WASHINGTON, June 5, 2015 — On May 21, 2015, the U.S. International Trade Commission (“ITC”) voted 6-0 to continue the antidumping duty orders on Citric Acid and Certain Citrate Salts (“CACCS”) from Canada and China and the countervailing duty order on CACCS from China. This determination was made in the first five-year (“sunset”) review of the orders. Specifically, the ITC determined that revoking the antidumping duty and countervailing duty orders would be likely to lead to the continuation or recurrence of material injury within a reasonably foreseeable time. This determination follows a decision by the U.S. Department of Commerce that imports of CACCS from Canada and China would likely be sold at unfair prices, i.e. dumped, if the antidumping orders were revoked, and that imports from China would be unfairly subsidized if the countervailing duty order were revoked. As a result of these determinations, the orders will be in place for at least five more years, or until 2020.
The orders on CACCS from Canada and China were imposed in 2009 based on a petition filed by Archer Daniels Midland; Cargill, Incorporated; and Tate & Lyle Ingredients America. The ITC found that from 2006 to 2008, imports from Canada and China increased significantly and undercut the prices of the U.S. producers. The unfairly low prices of the imports prevented the domestic industry from earning any profits during 2006-2008, even though U.S. demand for citric acid was strong and increasing. In fact, the domestic industry suffered an operating loss of $40 million during 2006-2008. As a result, the ITC determined that the domestic industry was materially injured by reason of imports from Canada and China.
After the orders were imposed, imports from both countries declined, fair pricing levels returned to the U.S. market, and the condition of the domestic industry improved dramatically. This allowed U.S. producers to resume the capital investments needed to sustain their operations and to ensure U.S. purchasers of continuing supplies of citric acid made in the United States. In the sunset review, the ITC determined that the injurious state of the industry prior to imposition of the orders would be likely to recur if the orders were revoked.

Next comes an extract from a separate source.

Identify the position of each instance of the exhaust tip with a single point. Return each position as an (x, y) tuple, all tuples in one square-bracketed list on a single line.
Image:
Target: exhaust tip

“We are very appreciative of the hard work of the Commissioners and their staff in gathering and carefully reviewing the extensive evidence in this review,” stated Joe Dorn, a partner at King & Spalding and lead counsel for the domestic industry. “We are pleased that the Commission reached a unanimous, affirmative determination. The evidence was very clear in this case that revocation would lead to increased imports at unfairly low prices. The continuation of the orders should enable the domestic industry to compete with imports from Canada and China under conditions of fair trade and prevent a recurrence of material injury.”
Antidumping duties and countervailing duties are imposed to ensure that foreign producers do not enjoy an unfair price advantage to the detriment of U.S. firms and U.S. workers. U.S. importers must pay antidumping duties to offset any unfair price advantage and countervailing duties to offset the benefits of any government subsidies. These U.S. trade laws are consistent with the rules of the World Trade Organization, which have been agreed to by all 161 members of the WTO.